Will Doctors or Bureaucrats Prescribe Our Health Care?

Senator Jon Kyl and a group of Senators – including Sens. Mitch McConnell (Ky.), John Barrasso (R-Wyo.), Tom Coburn (R-Okla.), Mike Crapo (R-Idaho), and Pat Roberts (R-Kan.) have introduced critical legislation that seeks to protect the doctor and patient relationship from the oncoming onslaught of ObamaCare.

Known as the PATIENTS Act, the bill works to protect the individualized relationship between doctors and patients ensuring that new government rules and mandates that put a premium on cost never interfere with the practice of quality medicine.

To better understand how that will happen if ObamaCare is not defunded or repealed, it is critical to understand the nature of “comparative effectiveness research.” In order to save money for the cost of socialist health care regimes, bureaucrats often play the “comparative effectiveness research” card to mandate that doctors provide inferior care and treatment that often does not work.

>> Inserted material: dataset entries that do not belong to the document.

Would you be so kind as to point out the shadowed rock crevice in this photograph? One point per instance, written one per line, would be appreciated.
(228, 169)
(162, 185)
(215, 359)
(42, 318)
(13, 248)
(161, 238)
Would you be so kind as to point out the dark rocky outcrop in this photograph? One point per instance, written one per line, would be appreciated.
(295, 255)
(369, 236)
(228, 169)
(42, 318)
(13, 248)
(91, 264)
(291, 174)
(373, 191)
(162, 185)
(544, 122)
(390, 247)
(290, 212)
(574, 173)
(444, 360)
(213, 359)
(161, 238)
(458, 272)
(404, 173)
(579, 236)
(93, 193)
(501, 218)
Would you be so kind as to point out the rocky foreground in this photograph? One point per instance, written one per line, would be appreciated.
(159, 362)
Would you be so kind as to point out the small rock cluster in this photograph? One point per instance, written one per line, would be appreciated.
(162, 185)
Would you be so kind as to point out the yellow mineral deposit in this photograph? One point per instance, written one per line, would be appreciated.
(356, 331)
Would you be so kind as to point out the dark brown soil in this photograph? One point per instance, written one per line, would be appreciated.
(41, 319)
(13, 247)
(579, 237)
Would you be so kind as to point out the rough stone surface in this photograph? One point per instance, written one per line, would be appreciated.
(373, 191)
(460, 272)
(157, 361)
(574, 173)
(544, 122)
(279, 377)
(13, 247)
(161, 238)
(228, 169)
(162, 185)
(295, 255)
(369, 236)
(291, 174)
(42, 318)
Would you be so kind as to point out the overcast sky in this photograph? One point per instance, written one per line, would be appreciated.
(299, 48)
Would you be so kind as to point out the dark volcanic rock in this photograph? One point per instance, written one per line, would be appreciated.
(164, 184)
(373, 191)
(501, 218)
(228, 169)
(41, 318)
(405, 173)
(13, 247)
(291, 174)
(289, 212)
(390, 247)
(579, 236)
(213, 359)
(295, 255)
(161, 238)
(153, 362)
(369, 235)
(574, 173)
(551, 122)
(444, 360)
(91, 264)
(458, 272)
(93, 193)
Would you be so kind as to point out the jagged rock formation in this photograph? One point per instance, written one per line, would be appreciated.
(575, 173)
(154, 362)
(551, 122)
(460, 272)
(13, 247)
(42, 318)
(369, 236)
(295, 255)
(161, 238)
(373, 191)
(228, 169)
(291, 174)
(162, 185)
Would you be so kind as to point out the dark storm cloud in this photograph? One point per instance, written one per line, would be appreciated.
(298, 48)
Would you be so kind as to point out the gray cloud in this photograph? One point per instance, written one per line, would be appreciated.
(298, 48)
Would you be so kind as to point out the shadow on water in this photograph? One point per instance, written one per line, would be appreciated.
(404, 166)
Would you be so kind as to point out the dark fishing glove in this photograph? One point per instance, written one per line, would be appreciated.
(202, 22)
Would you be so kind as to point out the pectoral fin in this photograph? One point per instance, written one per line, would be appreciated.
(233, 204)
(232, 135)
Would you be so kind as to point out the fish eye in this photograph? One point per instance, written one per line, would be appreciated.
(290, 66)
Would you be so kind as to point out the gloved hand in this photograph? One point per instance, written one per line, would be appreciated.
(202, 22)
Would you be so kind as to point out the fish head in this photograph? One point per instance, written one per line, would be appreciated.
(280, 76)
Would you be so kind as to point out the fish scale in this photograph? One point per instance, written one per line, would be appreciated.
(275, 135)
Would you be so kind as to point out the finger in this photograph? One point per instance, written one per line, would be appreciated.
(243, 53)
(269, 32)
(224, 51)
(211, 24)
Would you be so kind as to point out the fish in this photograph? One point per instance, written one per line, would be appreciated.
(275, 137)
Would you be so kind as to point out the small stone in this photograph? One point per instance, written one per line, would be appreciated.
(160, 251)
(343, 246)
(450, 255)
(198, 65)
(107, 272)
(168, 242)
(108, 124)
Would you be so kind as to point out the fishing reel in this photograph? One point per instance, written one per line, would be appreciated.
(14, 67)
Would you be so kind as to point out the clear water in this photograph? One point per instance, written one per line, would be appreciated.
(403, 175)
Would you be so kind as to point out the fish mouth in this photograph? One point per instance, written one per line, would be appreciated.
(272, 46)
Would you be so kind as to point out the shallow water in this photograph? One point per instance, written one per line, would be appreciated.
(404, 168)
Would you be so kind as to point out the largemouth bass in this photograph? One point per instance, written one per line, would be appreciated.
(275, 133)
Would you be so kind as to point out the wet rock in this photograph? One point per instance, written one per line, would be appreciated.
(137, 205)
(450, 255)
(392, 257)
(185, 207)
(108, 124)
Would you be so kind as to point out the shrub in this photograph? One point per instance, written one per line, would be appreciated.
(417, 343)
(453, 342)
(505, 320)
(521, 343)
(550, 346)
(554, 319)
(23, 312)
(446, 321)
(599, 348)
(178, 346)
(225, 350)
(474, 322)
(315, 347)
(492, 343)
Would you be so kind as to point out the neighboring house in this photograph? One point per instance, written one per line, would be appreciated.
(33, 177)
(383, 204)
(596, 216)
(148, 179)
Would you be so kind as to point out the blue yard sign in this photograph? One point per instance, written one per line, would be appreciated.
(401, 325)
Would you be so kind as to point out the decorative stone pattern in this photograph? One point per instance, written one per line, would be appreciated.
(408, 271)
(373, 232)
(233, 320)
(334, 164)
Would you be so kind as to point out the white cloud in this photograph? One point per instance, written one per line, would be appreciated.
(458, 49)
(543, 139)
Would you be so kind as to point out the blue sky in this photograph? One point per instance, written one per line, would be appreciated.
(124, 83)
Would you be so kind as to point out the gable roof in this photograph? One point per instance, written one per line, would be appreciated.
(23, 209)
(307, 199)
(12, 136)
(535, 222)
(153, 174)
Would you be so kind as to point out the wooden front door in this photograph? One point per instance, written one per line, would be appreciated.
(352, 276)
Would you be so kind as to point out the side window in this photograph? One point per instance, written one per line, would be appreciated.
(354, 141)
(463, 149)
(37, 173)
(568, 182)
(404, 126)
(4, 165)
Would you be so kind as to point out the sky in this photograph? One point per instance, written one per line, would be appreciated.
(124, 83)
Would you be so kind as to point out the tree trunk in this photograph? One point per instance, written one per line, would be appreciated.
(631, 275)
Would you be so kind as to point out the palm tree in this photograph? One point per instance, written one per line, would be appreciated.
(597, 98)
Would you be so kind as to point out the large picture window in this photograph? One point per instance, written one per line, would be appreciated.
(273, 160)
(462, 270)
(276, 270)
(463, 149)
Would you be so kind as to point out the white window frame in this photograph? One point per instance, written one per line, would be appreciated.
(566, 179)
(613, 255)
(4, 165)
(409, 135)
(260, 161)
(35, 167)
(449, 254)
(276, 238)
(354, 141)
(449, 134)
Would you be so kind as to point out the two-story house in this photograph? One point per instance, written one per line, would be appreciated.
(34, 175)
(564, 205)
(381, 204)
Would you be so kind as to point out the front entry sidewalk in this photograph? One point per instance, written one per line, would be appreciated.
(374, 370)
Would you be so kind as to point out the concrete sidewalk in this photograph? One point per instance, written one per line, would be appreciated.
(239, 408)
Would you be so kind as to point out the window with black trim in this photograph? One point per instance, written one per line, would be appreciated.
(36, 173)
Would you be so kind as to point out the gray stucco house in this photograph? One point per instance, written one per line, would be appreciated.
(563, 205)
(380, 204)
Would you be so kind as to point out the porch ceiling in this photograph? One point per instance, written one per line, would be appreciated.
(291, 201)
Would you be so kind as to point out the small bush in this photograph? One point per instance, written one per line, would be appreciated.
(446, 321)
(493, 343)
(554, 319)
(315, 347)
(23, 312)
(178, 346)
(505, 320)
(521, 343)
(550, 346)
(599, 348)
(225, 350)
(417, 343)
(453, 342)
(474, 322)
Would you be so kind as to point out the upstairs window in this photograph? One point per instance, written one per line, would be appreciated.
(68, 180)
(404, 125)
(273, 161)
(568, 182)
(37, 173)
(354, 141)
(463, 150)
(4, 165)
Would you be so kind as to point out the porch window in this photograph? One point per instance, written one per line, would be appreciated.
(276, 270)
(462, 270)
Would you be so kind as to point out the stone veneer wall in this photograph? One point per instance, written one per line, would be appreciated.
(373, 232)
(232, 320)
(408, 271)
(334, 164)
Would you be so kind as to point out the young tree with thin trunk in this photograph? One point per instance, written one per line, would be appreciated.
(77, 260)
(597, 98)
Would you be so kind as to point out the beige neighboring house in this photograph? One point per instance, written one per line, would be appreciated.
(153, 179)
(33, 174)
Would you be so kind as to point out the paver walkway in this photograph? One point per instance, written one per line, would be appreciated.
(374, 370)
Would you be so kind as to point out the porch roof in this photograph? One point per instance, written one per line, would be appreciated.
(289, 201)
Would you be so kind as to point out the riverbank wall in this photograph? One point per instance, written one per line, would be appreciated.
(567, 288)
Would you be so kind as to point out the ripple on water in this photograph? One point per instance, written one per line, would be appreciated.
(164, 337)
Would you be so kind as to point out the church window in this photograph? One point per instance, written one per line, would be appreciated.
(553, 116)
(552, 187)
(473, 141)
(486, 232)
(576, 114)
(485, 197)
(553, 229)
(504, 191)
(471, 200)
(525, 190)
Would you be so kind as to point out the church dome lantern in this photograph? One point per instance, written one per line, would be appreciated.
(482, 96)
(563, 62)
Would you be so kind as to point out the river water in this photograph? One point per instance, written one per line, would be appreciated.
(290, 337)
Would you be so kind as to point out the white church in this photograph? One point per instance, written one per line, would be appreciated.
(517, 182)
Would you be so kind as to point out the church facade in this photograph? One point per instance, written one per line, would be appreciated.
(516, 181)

These studies, for which there is nearly a billion dollars worth of funding in the ObamaCare bill, become the basis of bureaucratic mandates that substitute the government’s judgment for that of a doctor. For instance, if a government study says that drug X is as effective as drug Y (which is cheaper), the government will often begin to deny coverage for drug X forcing the doctor to use drug Y. In some instances, patients only respond to drug X. Doctors and patients should never be forced to take drugs that don’t work. Doctor’s need to be able to make these decisions without interference from a bureaucrat. That is what the Kyl bill seeks.

This is not a theoretical argument any longer.

The Wall Street Journal is reporting that the National Institute of Health has been conducting a study of the drugs Avastin and Lucentis. Lucentis is an FDA approved drug that is highly effective is stopping macular degeneration – a disease of the eye. The drug was tested and found safe to inject into the eye and patients report miraculous results. Avastin, on the other hand, was never approved for such a purpose. While effective in extending the life of cancer patients, it was never approved for eye injections. But because Avastin is cheaper than Lucentis, the NIH has been studying whether the drug should be substituted for Lucentis for “off-label” use.

This effort appears to have hit a roadblock. A Johns Hopkins University Study seems to indicate the dangers of such a scheme. The Journal reports that using Avastin for this non- approved purpose showed an 11% higher risk in overall mortality and a 57% higher risk of hemorrhagic cerebrovascular accident. “Data from this Medicare claims analysis suggest differences in the safety profile of Avastin versus Lucentis,” the researchers concluded.

Quality, safety and effectiveness are paramount concerns over cost and those decisions are best made on the front line of the health care battle – in the doctor’s office. Senator Kyl and his supporters understand this implicitly and hopefully the rest of the Congress will come to their senses soon.